Article Type : Research Article
Authors : Elnoamany MF, Soltan GM, Ahmed NF and Elsebaiey MF
Keywords : Right ventricular dysfunction; Haemodialysis; Speckle tracking echocardiography
Chronic renal failure (CRF) affects
almost every system of the body and results in various functional and
structural abnormalities. Cardiovascular disease (CVD) in patients undergoing
dialysis appears to be far greater than in the general population and is
considered the leading cause of mortality, accounting for 50% of deaths [1]. In
particular, heart failure (HF) is the most common finding in these patients and
is associated with poor prognosis [2]. Most of the available studies regarding
the relation between pulmonary hypertension (PHT) and dialysis have mostly
investigated the impact of volume overload on tissue Doppler imaging indices of
left ventricular function, showing an increased prevalence of diastolic
dysfunction in these patients [3,4]. But the impact of dialysis and related
treatments on the development of right ventricular dysfunction has not been
fully investigated [5]. Haemodialysis (HD), which is usually carried out via a
surgically-created arteriovenous fistula has been associated with
volume/pressure overload, leading to increased risk of developing PHT
(incidence rate: 17-60%), a condition reported as a predictor of mortality in
these patients [6-10]. Speckle-tracking echocardiography (STE) is a new
non-invasive ultrasound imaging technique that allows for an objective and
quantitative evaluation of global and regional myocardial function [11].
The aim of the work is to assess
the right ventricular function in haemodialysis patients by different
echocardiographic modalities.
Study
population
It is a single-centre, prospective
study that was conducted at Cardiology department of Menoufia University
Hospital in Menoufia, Egypt from October 2018 to October 2019. The study was
carried out on 50 patients (group I) with ESRD on regular HD, and compared with
20 normal healthy volunteers (group II), free from cardiovascular risk factors,
age and sex matched.
Inclusion
criteria
Patients on regular haemodialysis
for at least 1 month, and receiving haemodialysis sessions 3 times per week and
each session lasts about 4 hours, of both sexes.
Exclusion
criteria
Patients with any of the following:
atrial fibrillation, pacemaker or de?brillator leads in the RV, sustained
arrhythmias, RV infarction, cardiogenic shock, organic valve diseases,
congenital heart disease, renal transplantation, any clinical condition that
might predispose to PHT e.g. chronic obstructive pulmonary disease, pericardial
diseases, debilitating diseases e.g. liver diseases & cancer, and patients
with unsatisfying echocardiographic images.
Methodology
M-mode was applied on parasternal
long-axis view (PLAX) perpendicular to the LV long axis at the level of aortic
valve leaflets to obtain aortic and LA diameters, and at the level of papillary
muscles level to obtain end-diastolic thickness of the interventricular septum
(IVSd), end-diastolic thickness of the LV posterior wall (PWTd), end-diastolic
LV diameter (LVEDd), and end-systolic LV diameter (LVESd).
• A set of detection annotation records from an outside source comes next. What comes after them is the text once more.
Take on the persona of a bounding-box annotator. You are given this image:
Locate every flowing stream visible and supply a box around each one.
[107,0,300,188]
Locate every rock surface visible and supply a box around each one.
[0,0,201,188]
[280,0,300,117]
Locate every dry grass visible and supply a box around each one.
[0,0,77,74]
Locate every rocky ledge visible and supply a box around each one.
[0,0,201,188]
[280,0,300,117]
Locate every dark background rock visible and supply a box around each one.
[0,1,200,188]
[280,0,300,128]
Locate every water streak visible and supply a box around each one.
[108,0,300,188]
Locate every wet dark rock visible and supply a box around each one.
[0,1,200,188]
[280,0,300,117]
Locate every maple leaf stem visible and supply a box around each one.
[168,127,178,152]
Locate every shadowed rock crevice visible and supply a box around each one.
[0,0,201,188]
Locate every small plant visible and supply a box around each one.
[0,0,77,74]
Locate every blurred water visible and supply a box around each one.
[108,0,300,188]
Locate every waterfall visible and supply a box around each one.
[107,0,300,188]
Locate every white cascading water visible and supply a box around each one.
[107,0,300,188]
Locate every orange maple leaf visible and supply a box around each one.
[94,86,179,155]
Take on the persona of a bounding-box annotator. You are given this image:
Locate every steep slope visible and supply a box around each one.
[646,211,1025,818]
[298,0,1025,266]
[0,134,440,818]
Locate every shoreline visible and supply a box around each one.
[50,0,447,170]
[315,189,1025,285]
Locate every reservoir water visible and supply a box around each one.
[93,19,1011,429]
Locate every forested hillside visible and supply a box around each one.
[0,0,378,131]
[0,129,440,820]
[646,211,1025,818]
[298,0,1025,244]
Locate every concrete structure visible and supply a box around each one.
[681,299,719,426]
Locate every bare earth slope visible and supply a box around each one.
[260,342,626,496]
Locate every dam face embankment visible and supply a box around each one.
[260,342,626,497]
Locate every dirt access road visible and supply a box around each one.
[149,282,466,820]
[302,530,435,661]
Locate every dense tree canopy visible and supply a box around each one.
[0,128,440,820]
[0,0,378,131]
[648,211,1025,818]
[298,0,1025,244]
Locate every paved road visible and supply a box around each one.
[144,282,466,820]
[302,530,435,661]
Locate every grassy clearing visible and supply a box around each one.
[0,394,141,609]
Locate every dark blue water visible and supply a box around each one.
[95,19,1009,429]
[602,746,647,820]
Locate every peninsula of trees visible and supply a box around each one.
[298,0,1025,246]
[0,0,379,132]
Then LV EF % and
fractional shortening (FS %) were calculated to assess the LV systolic
function. Pulsed wave Doppler (PW) was applied to both mitral and tricuspid
valve leaflets in the apical 4-chamber view. Then E, A waves and E/A ratio of
both valves were obtained to evaluate LV and RV diastolic functions
respectively. RV dimensions (basal, mid-cavity and longitudinal) were measured
in the RV- focused apical 4-chamber view. While right ventricular outflow tract
(RVOT) (proximal and distal dimensions) were measured in the PLAX and
parasternal short- axis (PSAX) great vessels level. Tissue Doppler imaging
(TDI) was performed in the apical 4-chamber view by positioning the sample
volume over the lateral tricuspid annulus, then Tri S?, Tri E?, Tri A? and Tri
E`/A` ratio were measured (Figure 4).
RV systolic function assessment was
done by measuring FAC, TAPSE and Tri S?. FAC was measured in the apical
4-chamber view by tracing the RV endocardium both in systole and diastole from
the annulus, along the free wall to the apex, and then back to the annulus,
along the interventricular septum, and was calculated as follow (end-diastolic
area - end-systolic area)/end-diastolic area × 100. TAPSE was measured by
placing M-mode cursor through the lateral tricuspid annulus and measuring its
longitudinal motion at peak systole (Figures 1 and 2).
Systolic pulmonary artery pressure
(SPAP) was measured using the simplified Bernoulli equation: SPAP = 4 (V)2
+ RA pressure. Where (V) is the maximal tricuspid regurgitation velocity
obtained by continuous wave Doppler. Right atrial (RA) pressure was estimated
from inferior vena cava (IVC) diameter and respiratory changes
[12-14] (Figure 3).
STE was performed in the RV-focused apical 4-chamber view at a frame rate of 59-82 frame/s; mean 72+6 frame/s. 3 consecutive beats were acquired at end- expiration breath-holding and digitally stored on a hard disk for offline analysis. ECG leads were connected in order to adjust the timing of cardiac events. Image analysis was performed offline on a personal computer (PC) workstation using custom analysis software (Echopac PC, Version 1.8.1.X, GE Healthcare).
Figure 1: Measuring TAPSE.
Figure 2: Measuring FAC.
Figure 3: Measuring SPAP.
Figure 4: TDI of the lateral tricuspid valve annulus.
Figure
5:
Measuring longitudinal strain of the RV free wall.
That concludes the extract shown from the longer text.